Help Center/ Cloud Container Engine/ FAQs/ Workload/ Scheduling Policies/ How Do I Prevent a Non-GPU or Non-NPU Workload from Being Scheduled to a GPU or NPU Node?

Updated on 2024-09-30 GMT+08:00

View PDF

How Do I Prevent a Non-GPU or Non-NPU Workload from Being Scheduled to a GPU or NPU Node?

Symptom

If there are GPU/NPU nodes and other types of nodes running in your cluster, the non-NPU/GPU workloads may be scheduled to the GPU/NPU nodes. In this case, the GPU/NPU resources cannot be used properly.

Possible Causes

The non-GPU/non-NPU workloads use the vCPUs and memory provided by the GPU or NPU nodes. The scheduler may schedule the non-GPU/NPU workloads to these nodes, even if the workloads do not claim to use the GPU/NPU nodes. This may result in the idle GPU/NPU resources.

Solution

Add taints to the GPU/NPU nodes and configure tolerations to prevent non-GPU/NPU workloads from being scheduled to these nodes.
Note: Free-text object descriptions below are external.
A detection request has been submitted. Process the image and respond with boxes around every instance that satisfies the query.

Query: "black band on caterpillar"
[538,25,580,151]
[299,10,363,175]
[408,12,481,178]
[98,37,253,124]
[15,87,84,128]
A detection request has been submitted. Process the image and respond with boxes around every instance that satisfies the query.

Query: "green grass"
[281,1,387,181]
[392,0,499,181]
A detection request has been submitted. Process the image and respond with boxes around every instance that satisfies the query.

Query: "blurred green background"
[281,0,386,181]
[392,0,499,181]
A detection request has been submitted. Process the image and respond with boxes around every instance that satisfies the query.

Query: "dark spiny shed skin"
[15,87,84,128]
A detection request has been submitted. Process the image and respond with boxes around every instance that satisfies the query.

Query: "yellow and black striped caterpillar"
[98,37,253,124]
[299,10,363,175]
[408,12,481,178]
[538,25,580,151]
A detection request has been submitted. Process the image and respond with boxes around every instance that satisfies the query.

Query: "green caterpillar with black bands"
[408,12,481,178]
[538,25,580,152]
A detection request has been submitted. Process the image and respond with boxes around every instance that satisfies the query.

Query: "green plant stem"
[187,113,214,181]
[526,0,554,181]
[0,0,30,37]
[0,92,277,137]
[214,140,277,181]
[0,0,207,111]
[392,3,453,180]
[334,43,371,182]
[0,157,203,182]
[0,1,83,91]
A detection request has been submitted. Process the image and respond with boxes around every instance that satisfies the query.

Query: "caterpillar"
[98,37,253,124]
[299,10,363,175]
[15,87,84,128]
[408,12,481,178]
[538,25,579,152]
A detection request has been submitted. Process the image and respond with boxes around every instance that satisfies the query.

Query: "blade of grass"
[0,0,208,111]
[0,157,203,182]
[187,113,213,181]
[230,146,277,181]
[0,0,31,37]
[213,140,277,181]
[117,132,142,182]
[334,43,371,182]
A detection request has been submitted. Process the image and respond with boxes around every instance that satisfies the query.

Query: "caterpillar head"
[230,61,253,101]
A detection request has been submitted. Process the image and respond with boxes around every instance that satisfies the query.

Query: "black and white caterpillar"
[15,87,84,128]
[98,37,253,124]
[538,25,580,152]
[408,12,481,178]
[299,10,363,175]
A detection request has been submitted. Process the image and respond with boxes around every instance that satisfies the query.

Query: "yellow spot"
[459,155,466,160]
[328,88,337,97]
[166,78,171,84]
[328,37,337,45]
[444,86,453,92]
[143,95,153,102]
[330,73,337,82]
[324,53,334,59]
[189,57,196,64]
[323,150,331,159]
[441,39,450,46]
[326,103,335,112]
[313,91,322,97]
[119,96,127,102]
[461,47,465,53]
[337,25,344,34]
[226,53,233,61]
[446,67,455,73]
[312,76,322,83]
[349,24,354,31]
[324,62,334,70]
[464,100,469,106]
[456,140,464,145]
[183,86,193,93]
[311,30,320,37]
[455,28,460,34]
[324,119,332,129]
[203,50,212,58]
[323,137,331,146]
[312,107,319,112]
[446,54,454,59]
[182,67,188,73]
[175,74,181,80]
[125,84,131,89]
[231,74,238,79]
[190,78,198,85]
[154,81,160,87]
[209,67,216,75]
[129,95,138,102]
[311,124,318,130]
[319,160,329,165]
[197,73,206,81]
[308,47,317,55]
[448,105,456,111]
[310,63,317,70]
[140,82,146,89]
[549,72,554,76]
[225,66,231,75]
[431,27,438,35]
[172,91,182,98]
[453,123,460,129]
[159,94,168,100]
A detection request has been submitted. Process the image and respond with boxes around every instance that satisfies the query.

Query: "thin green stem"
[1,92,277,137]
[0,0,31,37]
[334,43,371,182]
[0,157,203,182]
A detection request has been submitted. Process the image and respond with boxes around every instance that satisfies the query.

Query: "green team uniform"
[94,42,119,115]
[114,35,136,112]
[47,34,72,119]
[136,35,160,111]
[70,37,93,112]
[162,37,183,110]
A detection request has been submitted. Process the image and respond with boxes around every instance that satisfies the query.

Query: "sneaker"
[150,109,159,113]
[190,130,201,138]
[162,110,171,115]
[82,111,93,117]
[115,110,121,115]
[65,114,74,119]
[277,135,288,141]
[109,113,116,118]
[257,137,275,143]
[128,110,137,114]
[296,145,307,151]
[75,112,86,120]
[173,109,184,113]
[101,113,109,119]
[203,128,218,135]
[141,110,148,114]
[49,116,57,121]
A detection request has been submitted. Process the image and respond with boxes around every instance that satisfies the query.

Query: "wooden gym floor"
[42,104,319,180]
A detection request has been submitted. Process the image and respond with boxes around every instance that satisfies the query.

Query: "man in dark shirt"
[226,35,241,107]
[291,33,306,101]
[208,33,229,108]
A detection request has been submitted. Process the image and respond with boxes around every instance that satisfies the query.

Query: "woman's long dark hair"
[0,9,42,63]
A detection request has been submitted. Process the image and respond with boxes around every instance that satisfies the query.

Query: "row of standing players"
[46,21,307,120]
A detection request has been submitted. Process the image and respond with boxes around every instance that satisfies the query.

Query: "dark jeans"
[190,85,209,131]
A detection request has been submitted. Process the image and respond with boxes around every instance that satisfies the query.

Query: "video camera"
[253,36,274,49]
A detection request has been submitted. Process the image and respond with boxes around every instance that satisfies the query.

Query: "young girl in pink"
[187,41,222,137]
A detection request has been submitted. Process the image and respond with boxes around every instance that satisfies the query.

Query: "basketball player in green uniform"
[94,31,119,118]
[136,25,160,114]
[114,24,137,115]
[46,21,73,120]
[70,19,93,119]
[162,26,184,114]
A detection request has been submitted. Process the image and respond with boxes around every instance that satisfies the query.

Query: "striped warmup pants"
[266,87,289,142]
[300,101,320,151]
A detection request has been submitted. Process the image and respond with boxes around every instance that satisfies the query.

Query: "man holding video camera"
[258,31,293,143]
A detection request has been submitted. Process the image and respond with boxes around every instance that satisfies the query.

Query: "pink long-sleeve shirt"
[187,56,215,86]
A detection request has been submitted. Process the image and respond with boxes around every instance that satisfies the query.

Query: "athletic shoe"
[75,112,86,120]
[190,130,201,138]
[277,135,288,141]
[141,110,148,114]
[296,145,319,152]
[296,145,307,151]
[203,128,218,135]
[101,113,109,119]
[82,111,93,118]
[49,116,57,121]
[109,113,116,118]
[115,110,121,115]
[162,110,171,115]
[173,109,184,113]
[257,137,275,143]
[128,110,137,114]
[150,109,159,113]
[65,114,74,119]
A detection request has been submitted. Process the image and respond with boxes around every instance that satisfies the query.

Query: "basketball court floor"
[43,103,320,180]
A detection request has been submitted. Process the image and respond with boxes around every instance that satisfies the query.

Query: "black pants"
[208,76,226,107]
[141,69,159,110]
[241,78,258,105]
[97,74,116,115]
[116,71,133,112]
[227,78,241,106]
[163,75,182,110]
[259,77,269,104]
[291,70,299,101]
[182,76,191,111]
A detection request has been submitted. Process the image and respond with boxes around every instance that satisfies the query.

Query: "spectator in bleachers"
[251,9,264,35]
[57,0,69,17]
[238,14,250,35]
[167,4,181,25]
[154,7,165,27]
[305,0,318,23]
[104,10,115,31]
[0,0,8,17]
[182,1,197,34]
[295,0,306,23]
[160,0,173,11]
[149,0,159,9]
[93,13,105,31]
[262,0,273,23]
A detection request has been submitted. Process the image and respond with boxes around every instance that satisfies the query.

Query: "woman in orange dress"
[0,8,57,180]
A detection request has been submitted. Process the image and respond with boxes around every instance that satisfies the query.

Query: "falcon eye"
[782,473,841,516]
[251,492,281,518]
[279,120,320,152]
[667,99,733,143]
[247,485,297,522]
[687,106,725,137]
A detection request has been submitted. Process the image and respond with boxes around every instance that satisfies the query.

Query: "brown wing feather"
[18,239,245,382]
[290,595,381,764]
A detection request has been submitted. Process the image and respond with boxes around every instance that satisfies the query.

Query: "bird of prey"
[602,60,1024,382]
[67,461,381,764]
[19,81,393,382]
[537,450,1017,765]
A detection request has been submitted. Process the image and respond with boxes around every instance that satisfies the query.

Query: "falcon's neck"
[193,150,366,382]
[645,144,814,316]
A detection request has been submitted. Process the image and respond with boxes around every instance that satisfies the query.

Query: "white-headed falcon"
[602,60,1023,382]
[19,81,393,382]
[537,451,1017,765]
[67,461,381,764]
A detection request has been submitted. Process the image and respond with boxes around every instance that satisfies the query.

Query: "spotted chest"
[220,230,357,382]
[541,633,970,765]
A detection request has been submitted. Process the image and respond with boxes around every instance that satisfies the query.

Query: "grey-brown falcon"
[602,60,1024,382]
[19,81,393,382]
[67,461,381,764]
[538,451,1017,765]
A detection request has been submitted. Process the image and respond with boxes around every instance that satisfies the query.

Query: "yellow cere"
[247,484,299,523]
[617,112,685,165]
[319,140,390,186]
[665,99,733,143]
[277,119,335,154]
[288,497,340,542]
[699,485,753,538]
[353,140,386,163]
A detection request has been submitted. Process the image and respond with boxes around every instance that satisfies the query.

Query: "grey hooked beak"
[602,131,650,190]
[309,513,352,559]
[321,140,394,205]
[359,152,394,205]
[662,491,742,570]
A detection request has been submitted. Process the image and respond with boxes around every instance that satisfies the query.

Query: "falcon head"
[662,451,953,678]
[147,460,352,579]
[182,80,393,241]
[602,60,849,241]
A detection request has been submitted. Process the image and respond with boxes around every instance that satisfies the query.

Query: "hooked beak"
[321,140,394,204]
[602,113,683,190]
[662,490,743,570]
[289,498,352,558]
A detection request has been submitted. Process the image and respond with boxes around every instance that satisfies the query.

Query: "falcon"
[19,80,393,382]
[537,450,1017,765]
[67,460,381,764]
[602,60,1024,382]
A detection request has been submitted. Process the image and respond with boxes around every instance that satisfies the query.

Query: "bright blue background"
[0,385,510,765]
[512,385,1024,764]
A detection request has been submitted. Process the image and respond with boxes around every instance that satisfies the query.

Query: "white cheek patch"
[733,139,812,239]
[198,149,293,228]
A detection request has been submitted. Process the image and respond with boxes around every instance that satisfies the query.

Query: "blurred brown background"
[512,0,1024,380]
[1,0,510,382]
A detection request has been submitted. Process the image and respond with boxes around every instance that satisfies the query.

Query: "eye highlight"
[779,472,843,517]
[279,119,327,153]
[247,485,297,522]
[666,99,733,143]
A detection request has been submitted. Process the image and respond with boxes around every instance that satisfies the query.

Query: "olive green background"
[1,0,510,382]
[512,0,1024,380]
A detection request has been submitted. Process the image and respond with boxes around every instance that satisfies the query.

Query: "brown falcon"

For the GPU/NPU workloads, add tolerations so that they can be scheduled to the GPU/NPU nodes.
For the non-GPU/NPU workload, if tolerations are not configured, they cannot be scheduled to the GPU/NPU nodes.

The procedure is as follows:

Log in to the CCE console and click the cluster name to access the cluster console.
In the navigation pane, choose Nodes. Click the Nodes tab, select a GPU/NPU node, and click Labels and Taints above the list.
Click Add Operation under Batch Operation and add a taint to the node.

Select Taint. Enter the key and value and select the taint effect. The following example shows how to add the accelerator=true:NoSchedule taint to the GPU or NPU nodes.

Figure 1 Adding a taint
When creating a GPU/NPU workload, manually add a toleration in the Advanced Settings area.

Figure 2 Adding a toleration
When creating a non-GPU/NPU workload, do not add any tolerations. This workload will not be scheduled to the GPU/NPU nodes.